On a day when the temperature is 90 degrees Fahrenheit outside (a common summer temperature in many parts of the U.S.) the temperature inside the car can more than double to over 180 degrees in the course of just one hour. With more than 1 degree of heat added every single minute, this means that there is NO safe amount of time to leave a loved one unattended in a vehicle. Studies have proven that leaving a window cracked a bit, or parking in the shade, offers almost no benefit whatsoever.

Heat stroke can occur when the body temperature reaches a mere 104 degrees, and at 107 degrees, the temperature is usually fatal. This is especially dangerous for children and small animals, as their body temperature rises much more quickly than an adult’s temperature does – for a small child that can be three to five times faster. Additionally, the child’s body is even less capable of cooling itself when strapped tightly into a safety seat, further limiting air flow.

Signs of heat stroke include agitation, disorientation, dizziness, nausea, rapid or difficult breathing, seizure, unconsciousness, and vomiting. For pets, symptoms may be bright red gums, excessive salivation, dilated pupils, panting or difficult breathing, increased heart rate, convulsions, vomiting, and diarrhea.

The first thing you can do to protect your loved ones is to be alert and conscious of your actions at all times. Keep your vehicle locked, and be sure the keys are not accessible to children when it’s not in use. Never encourage children using a vehicle to play in. Any time a child is with you, make a habit of putting an essential item in the back seat with them, so you’ll need to retrieve it upon arrival at your destination.
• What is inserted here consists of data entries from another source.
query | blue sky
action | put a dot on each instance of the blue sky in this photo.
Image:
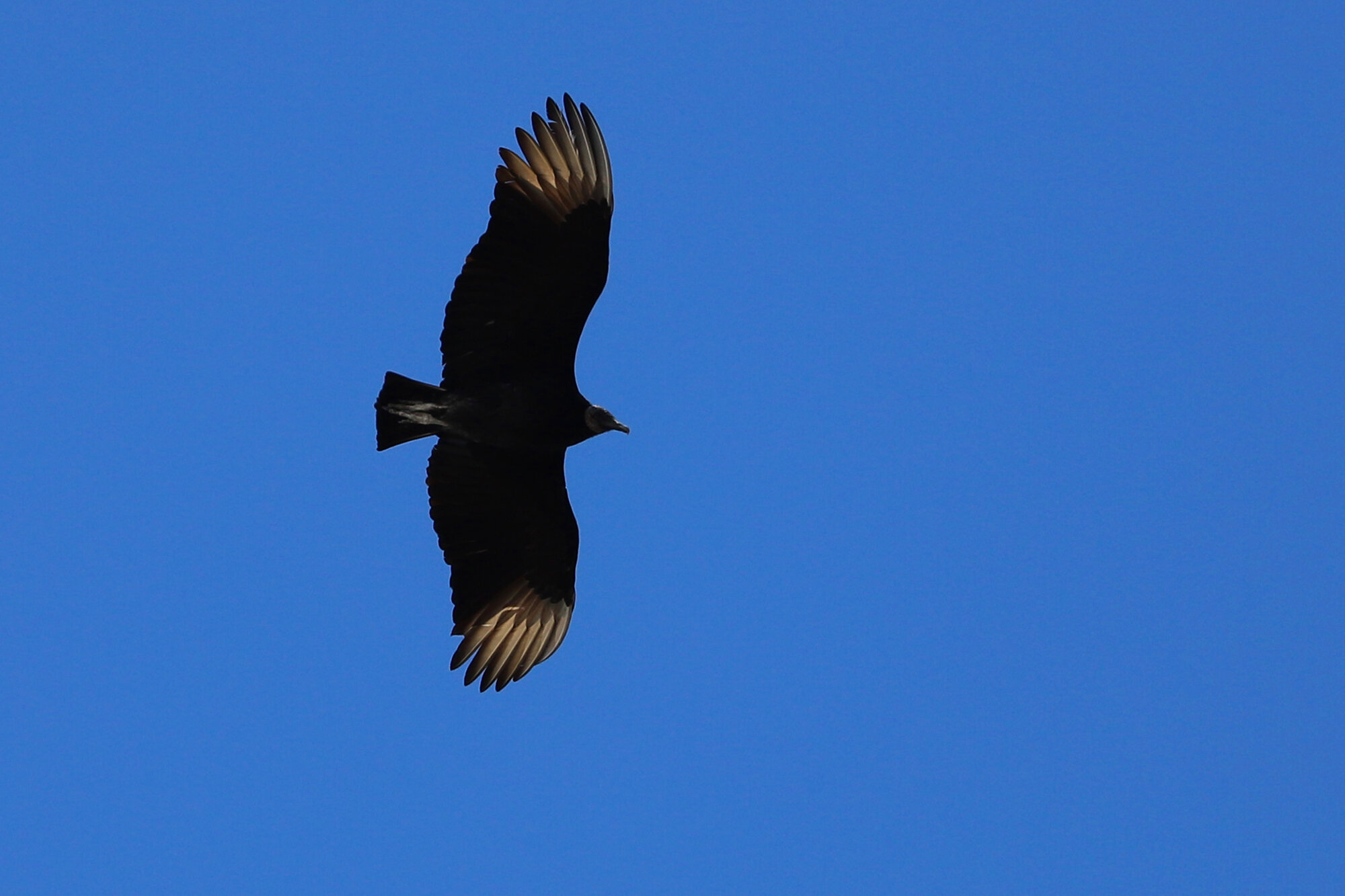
(981, 529)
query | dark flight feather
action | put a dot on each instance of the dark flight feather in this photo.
(508, 405)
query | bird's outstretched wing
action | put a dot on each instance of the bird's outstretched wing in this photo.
(529, 284)
(506, 528)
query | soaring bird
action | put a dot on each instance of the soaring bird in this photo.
(509, 405)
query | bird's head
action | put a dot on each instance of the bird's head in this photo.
(601, 420)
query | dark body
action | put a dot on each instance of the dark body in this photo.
(509, 405)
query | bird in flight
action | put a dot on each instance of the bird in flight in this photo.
(509, 405)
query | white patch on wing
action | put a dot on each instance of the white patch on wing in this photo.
(564, 162)
(512, 634)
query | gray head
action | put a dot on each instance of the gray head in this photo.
(601, 420)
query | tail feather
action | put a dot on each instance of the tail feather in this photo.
(408, 409)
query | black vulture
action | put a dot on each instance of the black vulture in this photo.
(509, 405)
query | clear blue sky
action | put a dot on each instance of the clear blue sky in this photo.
(983, 524)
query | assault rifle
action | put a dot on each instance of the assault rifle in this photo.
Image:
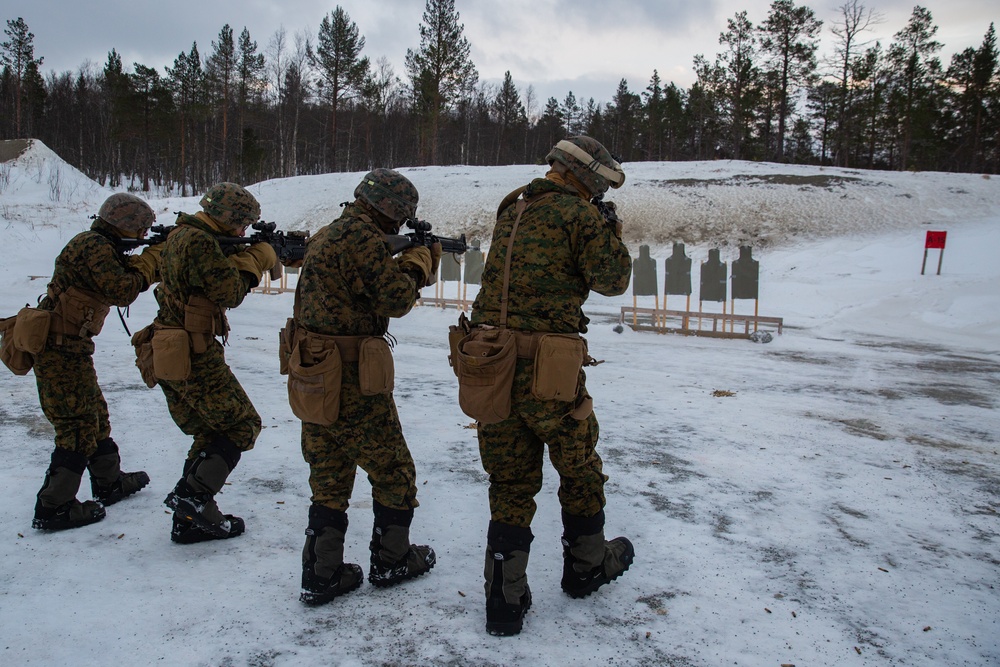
(421, 235)
(290, 247)
(607, 209)
(158, 234)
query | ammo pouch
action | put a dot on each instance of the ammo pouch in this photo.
(142, 341)
(485, 361)
(77, 312)
(171, 347)
(314, 380)
(376, 371)
(558, 362)
(18, 361)
(31, 330)
(204, 320)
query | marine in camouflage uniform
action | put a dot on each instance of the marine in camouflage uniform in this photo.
(94, 262)
(349, 288)
(563, 248)
(210, 405)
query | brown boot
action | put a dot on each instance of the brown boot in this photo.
(589, 561)
(325, 575)
(57, 507)
(107, 481)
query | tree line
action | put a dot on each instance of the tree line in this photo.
(309, 104)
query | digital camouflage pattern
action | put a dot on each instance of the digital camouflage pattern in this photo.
(585, 173)
(351, 286)
(563, 249)
(367, 434)
(70, 396)
(512, 453)
(211, 401)
(388, 192)
(128, 213)
(231, 204)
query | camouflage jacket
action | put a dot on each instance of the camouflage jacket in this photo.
(193, 263)
(563, 249)
(350, 285)
(91, 261)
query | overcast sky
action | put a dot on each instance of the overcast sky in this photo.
(584, 46)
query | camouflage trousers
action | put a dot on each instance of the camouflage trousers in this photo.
(367, 434)
(512, 454)
(70, 397)
(212, 403)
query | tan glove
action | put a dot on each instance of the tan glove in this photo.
(435, 261)
(255, 260)
(147, 263)
(418, 260)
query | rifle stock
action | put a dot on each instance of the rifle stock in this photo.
(421, 235)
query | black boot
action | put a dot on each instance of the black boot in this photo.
(196, 515)
(589, 561)
(393, 558)
(107, 481)
(325, 575)
(57, 507)
(507, 594)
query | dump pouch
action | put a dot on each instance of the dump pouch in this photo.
(142, 341)
(314, 389)
(376, 372)
(204, 320)
(558, 362)
(18, 361)
(78, 312)
(31, 330)
(485, 361)
(171, 354)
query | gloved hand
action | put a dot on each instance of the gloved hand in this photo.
(147, 263)
(435, 261)
(417, 260)
(255, 260)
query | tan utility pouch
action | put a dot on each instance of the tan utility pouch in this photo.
(455, 336)
(485, 362)
(376, 372)
(18, 361)
(31, 330)
(314, 389)
(81, 313)
(285, 344)
(557, 367)
(171, 354)
(142, 341)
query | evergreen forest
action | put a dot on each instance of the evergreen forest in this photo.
(315, 102)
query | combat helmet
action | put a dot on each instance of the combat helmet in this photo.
(590, 162)
(128, 214)
(388, 192)
(231, 205)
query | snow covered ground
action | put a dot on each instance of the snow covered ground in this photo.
(841, 508)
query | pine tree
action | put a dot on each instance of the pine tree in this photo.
(916, 70)
(510, 115)
(741, 85)
(341, 66)
(220, 72)
(250, 82)
(789, 37)
(441, 70)
(18, 53)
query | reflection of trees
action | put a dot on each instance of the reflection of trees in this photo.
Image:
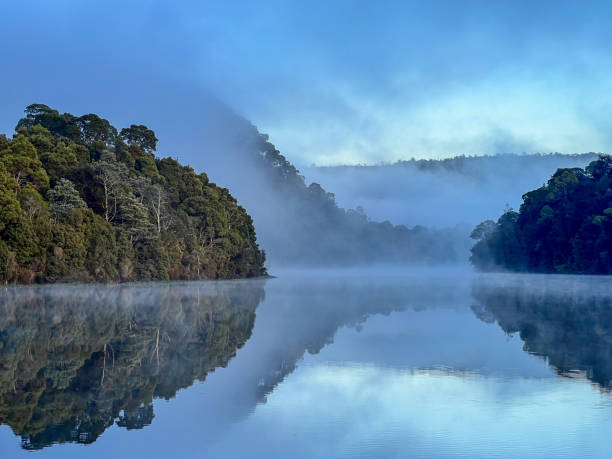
(75, 359)
(567, 320)
(313, 311)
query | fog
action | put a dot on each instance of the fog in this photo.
(200, 75)
(462, 191)
(250, 343)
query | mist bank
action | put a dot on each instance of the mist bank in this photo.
(442, 193)
(299, 223)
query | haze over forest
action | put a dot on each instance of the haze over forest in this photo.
(225, 79)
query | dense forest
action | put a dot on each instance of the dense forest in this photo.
(441, 193)
(564, 226)
(80, 200)
(302, 224)
(77, 360)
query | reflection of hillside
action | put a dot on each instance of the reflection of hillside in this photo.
(567, 320)
(74, 359)
(310, 313)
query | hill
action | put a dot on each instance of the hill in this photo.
(564, 226)
(81, 200)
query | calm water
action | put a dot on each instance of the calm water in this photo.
(386, 364)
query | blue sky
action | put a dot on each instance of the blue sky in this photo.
(330, 81)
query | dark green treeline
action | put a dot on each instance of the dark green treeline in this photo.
(80, 200)
(565, 226)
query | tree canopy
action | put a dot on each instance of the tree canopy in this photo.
(564, 226)
(80, 200)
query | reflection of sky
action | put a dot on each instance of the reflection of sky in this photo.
(426, 381)
(346, 411)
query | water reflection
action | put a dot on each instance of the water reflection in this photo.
(565, 319)
(325, 354)
(74, 360)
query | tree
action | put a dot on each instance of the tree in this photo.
(113, 176)
(63, 198)
(156, 199)
(20, 159)
(140, 135)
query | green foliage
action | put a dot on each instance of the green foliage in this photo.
(63, 199)
(564, 226)
(77, 203)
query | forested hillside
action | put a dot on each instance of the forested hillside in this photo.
(442, 192)
(564, 226)
(302, 224)
(81, 200)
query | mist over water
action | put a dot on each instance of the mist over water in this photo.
(313, 363)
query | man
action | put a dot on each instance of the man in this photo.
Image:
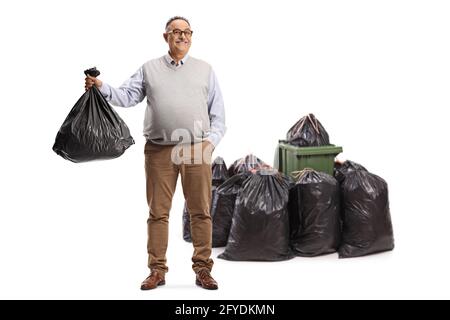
(183, 101)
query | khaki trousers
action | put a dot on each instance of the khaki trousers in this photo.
(161, 179)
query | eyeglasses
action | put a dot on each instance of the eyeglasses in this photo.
(177, 32)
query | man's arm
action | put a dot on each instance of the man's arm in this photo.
(216, 111)
(129, 94)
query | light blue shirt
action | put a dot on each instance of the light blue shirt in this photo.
(132, 92)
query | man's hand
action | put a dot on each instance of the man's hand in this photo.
(90, 81)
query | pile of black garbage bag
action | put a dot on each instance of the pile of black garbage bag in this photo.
(314, 211)
(366, 218)
(92, 130)
(225, 191)
(307, 132)
(260, 223)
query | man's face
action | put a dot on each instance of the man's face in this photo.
(181, 43)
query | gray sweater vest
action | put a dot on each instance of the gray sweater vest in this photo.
(177, 101)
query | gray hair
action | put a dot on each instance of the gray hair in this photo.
(176, 18)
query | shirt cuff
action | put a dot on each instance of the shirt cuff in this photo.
(105, 90)
(214, 139)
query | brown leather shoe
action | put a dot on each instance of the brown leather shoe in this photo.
(152, 281)
(205, 280)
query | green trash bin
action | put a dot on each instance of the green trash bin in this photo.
(289, 158)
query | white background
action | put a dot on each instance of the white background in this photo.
(375, 73)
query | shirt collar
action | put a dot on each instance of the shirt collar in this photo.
(170, 61)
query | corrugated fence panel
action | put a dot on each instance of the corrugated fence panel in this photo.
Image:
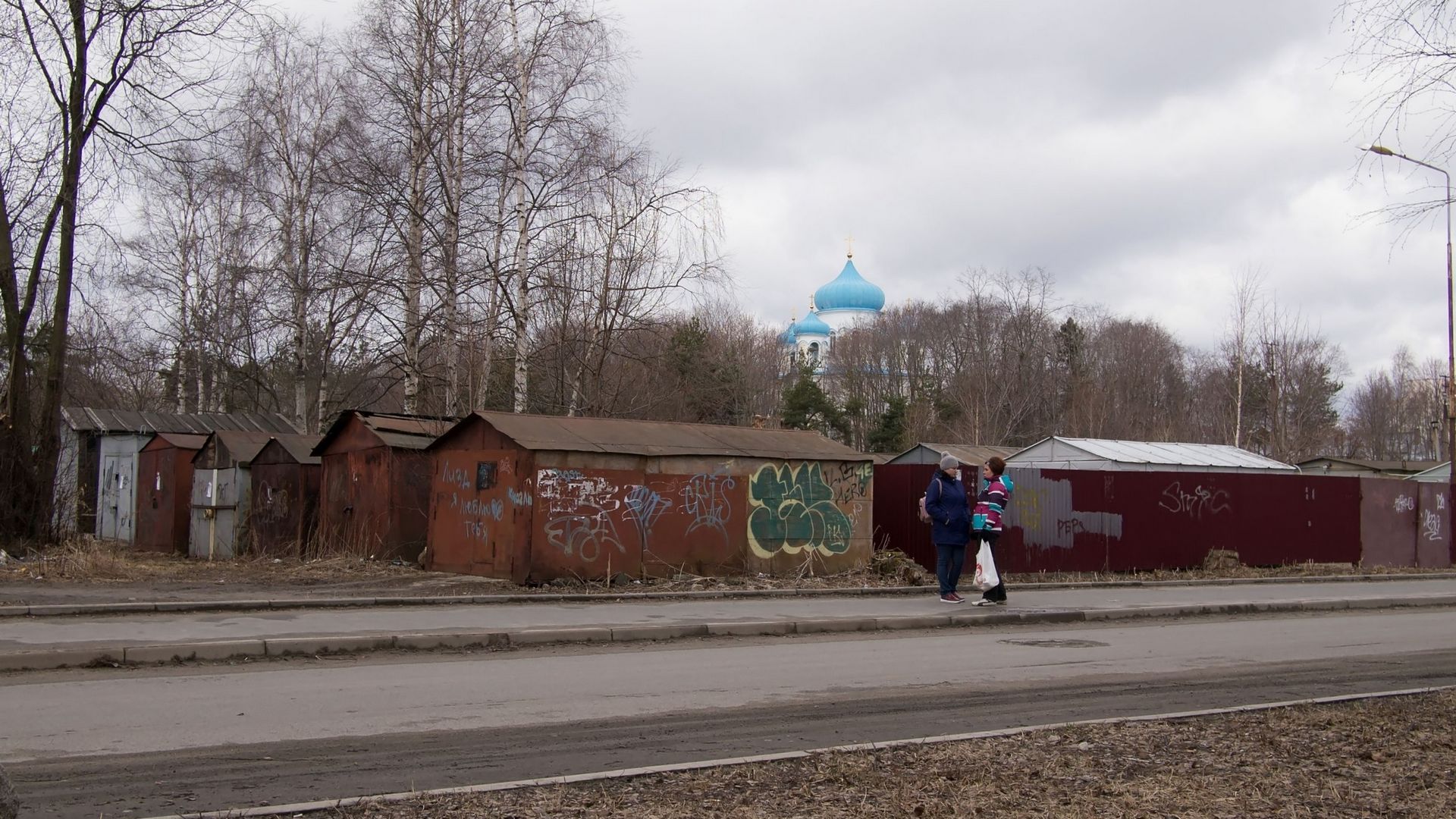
(1388, 518)
(1092, 521)
(1433, 534)
(896, 502)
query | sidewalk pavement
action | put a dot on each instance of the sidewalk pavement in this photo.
(159, 635)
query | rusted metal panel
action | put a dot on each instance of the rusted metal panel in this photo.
(810, 516)
(674, 504)
(376, 496)
(1433, 532)
(479, 503)
(582, 525)
(410, 503)
(691, 522)
(164, 491)
(286, 497)
(1091, 521)
(897, 522)
(218, 513)
(1388, 521)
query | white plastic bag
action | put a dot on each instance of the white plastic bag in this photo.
(986, 576)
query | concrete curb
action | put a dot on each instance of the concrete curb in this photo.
(52, 610)
(785, 755)
(356, 643)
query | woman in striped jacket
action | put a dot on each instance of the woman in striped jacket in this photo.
(986, 523)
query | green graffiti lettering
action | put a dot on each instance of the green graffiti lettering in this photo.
(792, 509)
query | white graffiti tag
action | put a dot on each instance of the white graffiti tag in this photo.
(705, 499)
(568, 490)
(647, 506)
(1432, 525)
(584, 535)
(1194, 503)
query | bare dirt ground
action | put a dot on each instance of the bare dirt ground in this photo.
(92, 572)
(1373, 758)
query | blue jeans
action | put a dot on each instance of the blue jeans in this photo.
(949, 558)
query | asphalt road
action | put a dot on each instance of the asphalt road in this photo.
(145, 742)
(67, 632)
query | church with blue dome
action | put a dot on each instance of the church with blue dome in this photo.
(845, 302)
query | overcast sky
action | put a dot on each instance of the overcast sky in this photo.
(1142, 152)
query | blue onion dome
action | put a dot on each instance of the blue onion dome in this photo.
(849, 292)
(811, 325)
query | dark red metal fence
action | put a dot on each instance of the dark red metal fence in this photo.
(1087, 521)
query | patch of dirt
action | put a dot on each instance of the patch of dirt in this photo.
(96, 572)
(1373, 758)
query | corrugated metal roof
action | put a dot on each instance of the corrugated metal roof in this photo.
(664, 438)
(1435, 475)
(182, 441)
(397, 430)
(1174, 453)
(970, 452)
(243, 447)
(300, 447)
(101, 420)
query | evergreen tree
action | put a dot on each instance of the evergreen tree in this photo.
(805, 407)
(890, 431)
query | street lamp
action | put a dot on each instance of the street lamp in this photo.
(1451, 324)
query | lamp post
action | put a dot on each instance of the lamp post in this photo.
(1451, 325)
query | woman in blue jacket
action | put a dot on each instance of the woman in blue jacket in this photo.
(949, 525)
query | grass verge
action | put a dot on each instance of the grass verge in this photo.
(1391, 757)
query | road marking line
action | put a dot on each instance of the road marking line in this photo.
(679, 767)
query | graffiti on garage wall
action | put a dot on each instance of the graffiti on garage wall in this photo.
(792, 509)
(1044, 510)
(705, 500)
(580, 513)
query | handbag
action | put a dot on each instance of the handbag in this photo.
(986, 576)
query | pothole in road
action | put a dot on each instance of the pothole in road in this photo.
(1056, 643)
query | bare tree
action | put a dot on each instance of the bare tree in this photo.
(1244, 309)
(79, 69)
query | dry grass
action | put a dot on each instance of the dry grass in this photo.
(88, 560)
(1360, 760)
(92, 561)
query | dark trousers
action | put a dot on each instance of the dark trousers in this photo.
(949, 558)
(999, 591)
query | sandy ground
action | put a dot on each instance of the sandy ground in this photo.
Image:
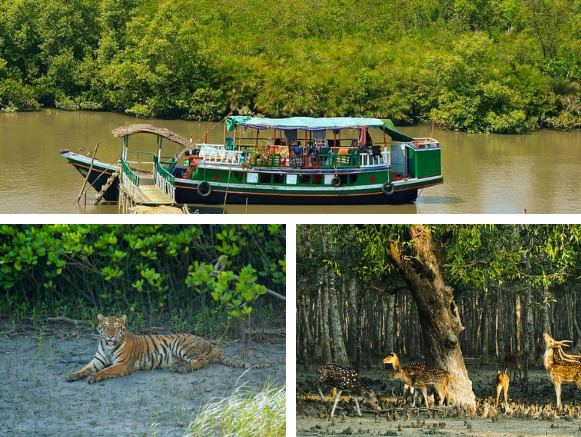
(36, 399)
(530, 411)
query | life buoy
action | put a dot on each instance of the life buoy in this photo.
(204, 189)
(388, 188)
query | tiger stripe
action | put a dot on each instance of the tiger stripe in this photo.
(121, 353)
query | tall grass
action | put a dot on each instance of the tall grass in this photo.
(244, 413)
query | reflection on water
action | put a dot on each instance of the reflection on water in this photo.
(484, 173)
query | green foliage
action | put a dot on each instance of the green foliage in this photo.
(480, 66)
(472, 256)
(140, 268)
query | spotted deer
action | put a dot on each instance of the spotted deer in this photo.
(345, 379)
(511, 361)
(438, 379)
(562, 368)
(501, 383)
(410, 368)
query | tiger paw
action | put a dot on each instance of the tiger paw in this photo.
(93, 379)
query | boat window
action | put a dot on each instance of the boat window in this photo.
(239, 175)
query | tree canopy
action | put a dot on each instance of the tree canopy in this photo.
(503, 286)
(503, 66)
(205, 275)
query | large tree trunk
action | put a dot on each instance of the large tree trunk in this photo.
(327, 359)
(389, 330)
(338, 343)
(340, 354)
(353, 317)
(437, 310)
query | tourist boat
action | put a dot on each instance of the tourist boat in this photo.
(299, 160)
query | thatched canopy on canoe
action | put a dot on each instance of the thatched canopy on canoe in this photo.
(123, 131)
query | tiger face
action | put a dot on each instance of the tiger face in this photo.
(111, 329)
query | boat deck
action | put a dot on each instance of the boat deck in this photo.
(149, 194)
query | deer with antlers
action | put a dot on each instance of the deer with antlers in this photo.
(561, 367)
(501, 382)
(410, 368)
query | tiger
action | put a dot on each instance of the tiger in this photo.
(120, 353)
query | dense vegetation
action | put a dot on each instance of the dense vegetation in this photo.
(511, 283)
(200, 277)
(482, 66)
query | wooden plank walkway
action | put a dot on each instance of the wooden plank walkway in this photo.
(149, 194)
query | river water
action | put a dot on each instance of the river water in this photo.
(483, 173)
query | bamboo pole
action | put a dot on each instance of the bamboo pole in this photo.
(88, 173)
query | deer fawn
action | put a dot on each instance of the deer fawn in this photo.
(562, 368)
(501, 383)
(345, 379)
(511, 360)
(410, 368)
(437, 379)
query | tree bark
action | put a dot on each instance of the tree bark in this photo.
(327, 358)
(338, 343)
(438, 313)
(389, 329)
(353, 316)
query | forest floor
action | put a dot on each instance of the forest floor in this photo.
(36, 399)
(530, 411)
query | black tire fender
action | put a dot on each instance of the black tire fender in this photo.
(204, 189)
(388, 188)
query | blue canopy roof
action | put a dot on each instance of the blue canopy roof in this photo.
(316, 124)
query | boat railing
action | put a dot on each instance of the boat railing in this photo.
(137, 158)
(218, 154)
(163, 179)
(129, 179)
(296, 157)
(424, 143)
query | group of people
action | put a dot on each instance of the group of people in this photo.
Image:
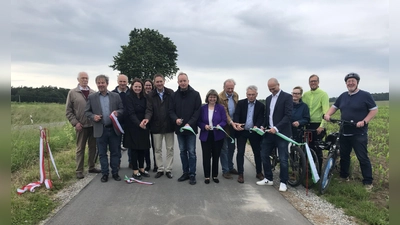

Set an alarm on your phone to remind you if you need to drop off a child at daycare. Make arrangements for daycare providers to contact you right away if your child does not arrive as expected. Check in with a spouse who’s day it is to take the kids, or a friend who you know has a child they are responsible for.

If you see a child left alone in a hot car, check to see if the parents are near by. If not, call 911 immediately. In most states, it is illiegal to break into a vehicle even under these circumstances, and trained professionals will be able to get the job done much more safely. Stay nearby, and on the line with emergency operators, until help arrives. For a pet in danger, you can also call your local police or animal control.

Lastly, NEVER leave a vulnerable loved one unattended in a vehicle for ANY amount of time, for ANY reason. Children, pets, disabled individuals, and some elders are unable to communicate clearly that something is wrong or extricate themselves from the situation. Your loved ones are relying on you to keep them safe.